Understanding Blue Cross Blue Shield Tennessee Coverage for Weight Loss Medication

Blue Cross Blue Shield (BCBS) is among the largest healthcare insurance providers in the United States, comprising 34 independent, locally operated companies. Each BCBS insurance plan varies in its coverage details, including medications for weight loss. This article aims to provide a comprehensive overview of how Blue Cross Blue Shield Tennessee handles coverage for weight loss medications, with a focus on Wegovy, a popular prescription drug for weight management.

Prescription Drug Benefits: An Overview

A prescription drug benefit is based on a list of covered drugs called a formulary. A group of independent doctors and pharmacists chooses the drugs for formularies based on their effectiveness, safety and value. Different formularies may cover different drugs, place drugs at different copayment tiers or have different management programs. Each drug in the formulary is assigned a tier under your benefit plan. Each tier is associated with a copayment or coinsurance amount, which is the amount you pay when you get a prescription.

Formularies and Drug Lists

Your health plan may use one or more drug lists. Most plans use the Lowest Net Cost Formulary, which lists prescription drugs chosen by an independent panel of doctors and pharmacists for their effectiveness and cost-efficiency in treating specific conditions. Preferred drugs on this formulary typically have lower out-of-pocket costs. However, individuals retain the freedom to choose the medication that works best for them in consultation with their doctor.
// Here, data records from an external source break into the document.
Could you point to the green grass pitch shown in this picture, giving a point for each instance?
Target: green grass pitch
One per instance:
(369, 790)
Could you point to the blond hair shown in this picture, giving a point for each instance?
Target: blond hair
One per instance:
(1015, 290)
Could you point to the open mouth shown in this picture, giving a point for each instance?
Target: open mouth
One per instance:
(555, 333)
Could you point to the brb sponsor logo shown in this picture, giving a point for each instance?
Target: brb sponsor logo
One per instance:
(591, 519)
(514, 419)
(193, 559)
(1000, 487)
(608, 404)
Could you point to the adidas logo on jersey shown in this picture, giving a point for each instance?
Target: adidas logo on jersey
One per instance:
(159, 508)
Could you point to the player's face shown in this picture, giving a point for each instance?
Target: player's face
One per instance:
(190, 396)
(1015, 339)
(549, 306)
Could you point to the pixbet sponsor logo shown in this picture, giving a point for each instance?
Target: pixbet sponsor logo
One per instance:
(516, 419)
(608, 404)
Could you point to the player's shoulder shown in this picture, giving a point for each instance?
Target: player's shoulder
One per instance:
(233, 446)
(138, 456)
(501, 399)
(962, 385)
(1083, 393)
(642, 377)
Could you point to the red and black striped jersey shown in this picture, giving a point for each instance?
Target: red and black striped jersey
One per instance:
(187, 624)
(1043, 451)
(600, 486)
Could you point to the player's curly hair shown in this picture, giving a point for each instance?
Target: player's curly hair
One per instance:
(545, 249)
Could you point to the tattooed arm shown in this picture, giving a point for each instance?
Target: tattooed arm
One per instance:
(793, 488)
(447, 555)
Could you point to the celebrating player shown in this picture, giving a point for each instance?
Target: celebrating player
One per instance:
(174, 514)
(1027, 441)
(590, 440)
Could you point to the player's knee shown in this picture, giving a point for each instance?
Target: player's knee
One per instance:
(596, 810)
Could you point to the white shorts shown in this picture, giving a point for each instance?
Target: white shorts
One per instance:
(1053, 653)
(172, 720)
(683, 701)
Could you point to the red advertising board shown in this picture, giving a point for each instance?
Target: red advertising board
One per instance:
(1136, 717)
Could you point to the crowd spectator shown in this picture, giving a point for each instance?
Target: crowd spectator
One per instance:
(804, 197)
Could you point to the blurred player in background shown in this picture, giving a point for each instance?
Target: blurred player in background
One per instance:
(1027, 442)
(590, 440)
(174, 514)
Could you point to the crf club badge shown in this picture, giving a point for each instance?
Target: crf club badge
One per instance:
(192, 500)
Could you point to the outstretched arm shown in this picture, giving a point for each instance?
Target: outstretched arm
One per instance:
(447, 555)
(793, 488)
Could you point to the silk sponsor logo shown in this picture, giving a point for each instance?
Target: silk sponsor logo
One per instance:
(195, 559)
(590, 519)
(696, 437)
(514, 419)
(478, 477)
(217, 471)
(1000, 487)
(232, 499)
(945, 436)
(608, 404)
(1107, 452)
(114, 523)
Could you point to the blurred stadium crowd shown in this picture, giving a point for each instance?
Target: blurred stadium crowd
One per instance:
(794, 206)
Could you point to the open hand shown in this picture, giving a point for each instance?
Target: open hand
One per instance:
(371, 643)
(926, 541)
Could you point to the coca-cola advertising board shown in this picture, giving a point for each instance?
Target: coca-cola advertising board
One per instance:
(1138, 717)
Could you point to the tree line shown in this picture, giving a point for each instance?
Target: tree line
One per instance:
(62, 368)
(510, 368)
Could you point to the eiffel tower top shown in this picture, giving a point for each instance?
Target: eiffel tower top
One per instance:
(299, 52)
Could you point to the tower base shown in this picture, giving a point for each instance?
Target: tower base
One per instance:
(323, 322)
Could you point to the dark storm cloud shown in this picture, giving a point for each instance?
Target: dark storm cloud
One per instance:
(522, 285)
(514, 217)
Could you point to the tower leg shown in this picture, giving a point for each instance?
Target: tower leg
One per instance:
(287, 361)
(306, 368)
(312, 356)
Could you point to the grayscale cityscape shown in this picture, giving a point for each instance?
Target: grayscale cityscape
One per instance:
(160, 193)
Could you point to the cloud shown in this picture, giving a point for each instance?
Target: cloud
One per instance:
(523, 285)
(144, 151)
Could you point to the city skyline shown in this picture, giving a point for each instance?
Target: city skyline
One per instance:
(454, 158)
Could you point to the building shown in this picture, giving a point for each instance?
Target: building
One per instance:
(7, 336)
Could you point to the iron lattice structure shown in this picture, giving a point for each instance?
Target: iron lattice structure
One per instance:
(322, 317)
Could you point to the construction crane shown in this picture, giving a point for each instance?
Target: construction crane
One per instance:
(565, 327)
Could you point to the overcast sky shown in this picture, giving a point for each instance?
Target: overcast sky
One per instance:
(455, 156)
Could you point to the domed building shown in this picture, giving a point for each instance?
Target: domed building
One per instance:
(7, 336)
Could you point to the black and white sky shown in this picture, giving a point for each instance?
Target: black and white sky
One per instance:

Non-Formulary Status and Exclusions

From time to time, the pharmacy committee may decide to no longer cover some drugs, moving them to nonformulary status when other safe, effective, less costly alternatives are available. Additionally, some plans may exclude coverage for certain categories of drugs, such as those for weight loss, fertility, or sexual dysfunction.

Specialty and Maintenance Drugs

Specialty drugs are prescription medications used to treat complex or chronic medical conditions like cancer, rheumatoid arthritis, multiple sclerosis, and hepatitis. Some members are subject to separate management programs for specialty drugs covered under their medical benefit, requiring prior authorization for certain medical (injectable or infusible) specialty drugs. Some infused specialty drugs must be administered at a specific site of care, such as at home or at an infusion suite.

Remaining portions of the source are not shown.